Sifat malu merupakan bagian dari iman, sebagaimana dalam hadits yang shahih dari Ibnu 'Umar radhiallâhu 'anhuma bahwasanya Nabi Shallallahu 'alaihi wasallam lewat di depan seorang laki-laki yang mencerca saudaranya yang memiliki sifat malu, dia (orang tersebut) berkata: "sesungguhnya engkau ini amat pemalu", seakan dia mengatakan (ungkapan ini berasal dari perawi hadits-red);"..ia (sifat malu tersebut) telah membahayakan dirimu". Lantas kemudian Rasulullah Shallallahu 'alaihi wasallam bersabda: "biarkanlah dia! Karena sesungguhnya sifat malu itu adalah sebagian dari iman". (H.R.Bukhari, Muslim,…). Dan dalam hadits yang lain dikatakan: "sifat malu adalah cabang dari iman". (H.R. Bukhari, Muslim,…).
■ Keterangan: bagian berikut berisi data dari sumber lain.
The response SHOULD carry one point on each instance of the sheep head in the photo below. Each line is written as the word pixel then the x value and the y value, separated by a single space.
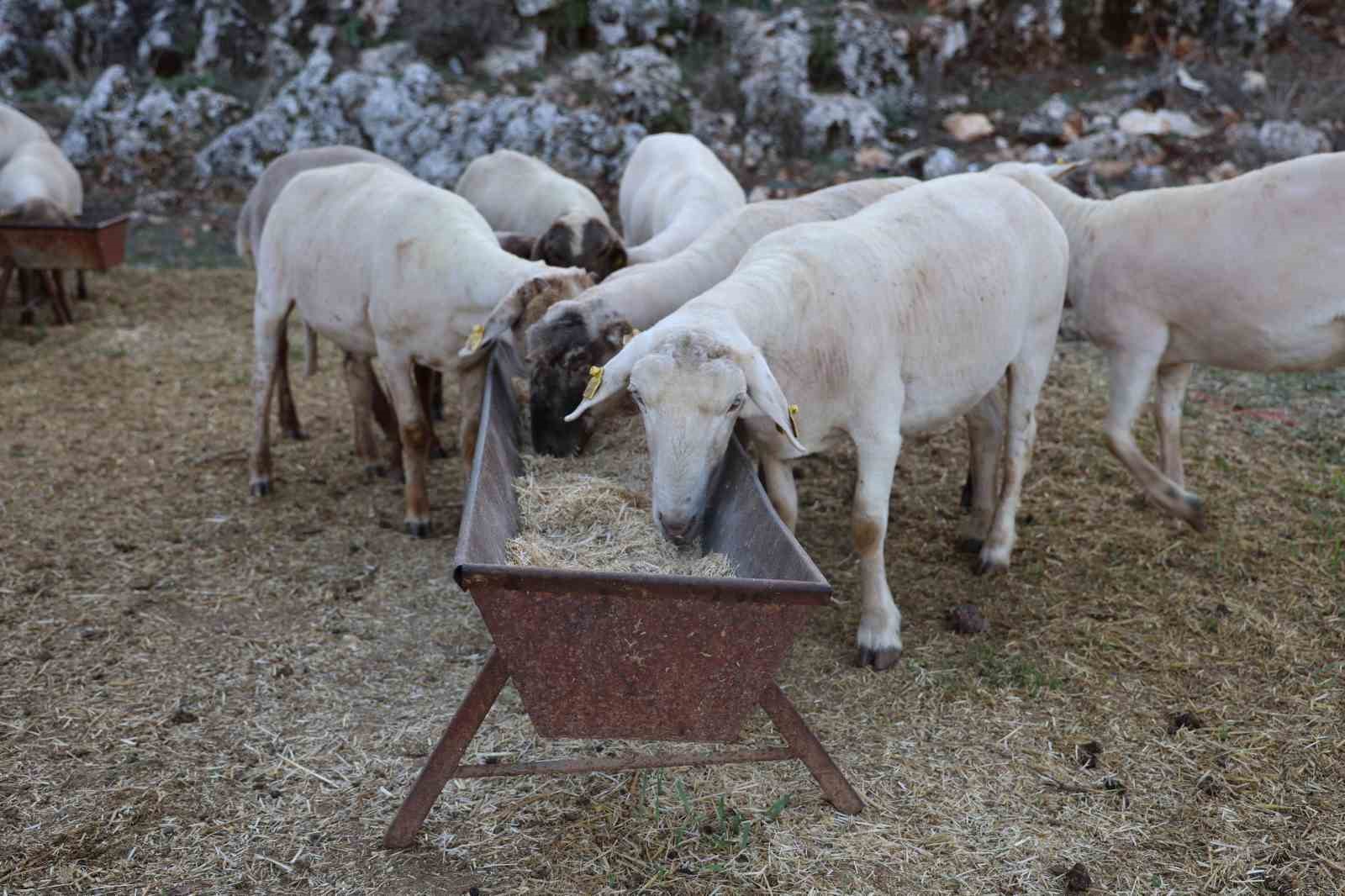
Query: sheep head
pixel 690 385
Sifat malu hanya membawa pada kebaikan, sebagaimana dalam hadits 'Imran bin Hushain dari Nabi Shallallahu 'alaihi wasallam : "Sifat malu tidak membawa selain kebaikan". (H.R.Bukhari dan Muslim).
Karakteristik sifat malu selalu melawan hubbu dunnya (mencintai dunia) dan ini yang mengharuskan seoang sufi harus zuhud terhadap dunia. Hal ini seperti digambarkan dalam hadits Ibnu Mas'ud :" Malu kepada Allah adalah bahwa engkau menjaga kepala dan apa yang disadari/ditangkapnya, (menjaga) perut dan apa yang dikandungnya, mengingat mati dan musibah (yang akan menimpa); barangsiapa yang menginginkan akhirat maka hendaklah dia meninggalkan gemerlap dunia. Maka siapa yang melakukan hal itu, berarti dia telah berlaku malu kepada Allah". (Dikeluarkan oleh Imam Ahmad, at-Turmuzi secara marfu').

Sedangkan implikasi dari sifat malu kepada Allah senantiasa melahirkan tindakan untuk selalu memonitor semua nikmatNya dan melihat keterbatasan dan ketimpangan-ketimpangan dalam mensyukurinya. Bila seorang hamba telah dicabut sifat malu dari dirinya baik sifat malu bawaan atau pun yang didapat melalui proses maka dia tidak lagi memiliki filter untuk melakukan perbuatan yang jelek-jelek dan akhlaq yang rendah dan hina; lantas kemudian jadilah dia seakan-akan tidak memiliki iman sama sekali.

Seperti yang diungkapkan oleh 'Imran bin Hushain radhiallâhu 'anhu bahwa sifat malu yang dipuji dalam sabda Nabi Shallallahu 'alaihi wasallam adalah akhlaq yang memberikan sugesti untuk melakukan perbuatan yang baik dan meninggalkan yang jelek, sedangkan kelemahan dan ketidakmampuan yang berimbas kepada keterbatasan dalam melakukan hak-hak Allah dan hak hamba-hambaNya maka hal ini tidaklah dinamakan sifat malu tersebut akan tetapi hal itu adalah kelemahan, ketidakmampuan, dan kehinaan semata.

Lalu bagaimana dengan tafaqquhnya seorang hamba atas agama ini bila meloncati pagar adab dan tatakrama?? ketika shalat slalu menjadi prioritas dalam ibadah tapi diluar shalat maksiat menjadi pemuas sifat hewaniyah?? tentu ini yang menjadi maksud dari sabda Nabi Yang artinya: “Kabarilah aku tentang Ihsan? Bersabda Rosulullah SAW bahwasanya engkau menyembah Allah SWT seakan engkau melihatnya, kalau engkau tidak dapat yang demikian itu maka ketahuilah bahwa Allah SWT melihatmu”. Inilah bagian yang menjadi kajian khusus dunia Tashawwuf, hingga manusia dapat menjadi dirinya sendiri baik diwaktu shalat atau diluar shalat (tetap muroqobah) yang dibarengi akhlak karimah.

Akhirnya mari kita berbenah diri dengan memproses sikap untuk selalu beradab, baik itu dalam beribadah kepada Allah atau bermu'amalah sesama manusia, jadikan hati selalu merasa diawasi dengan keberadaan Allah, agar semua bentuk amalan dapat kita pertanyakan sebelum kita kerjakan, bila memang mendapat jawaban baik, kerjakanlah, bila tidak, tinggalkanlah. Inilah amalan para sufi dari qurun ke qurun yang menjadikan adab sebagai pondasi semua ibadahnya.
Saudaraku... ingatlah selalu diantara ungkapan yang populer sejak kenabian pertama hingga dari abad ke abad adalah : "jika engkau tidak merasa malu maka perbuatlah apa yang engkau inginkan". (H.R.Bukhari) Wallahu a'lam.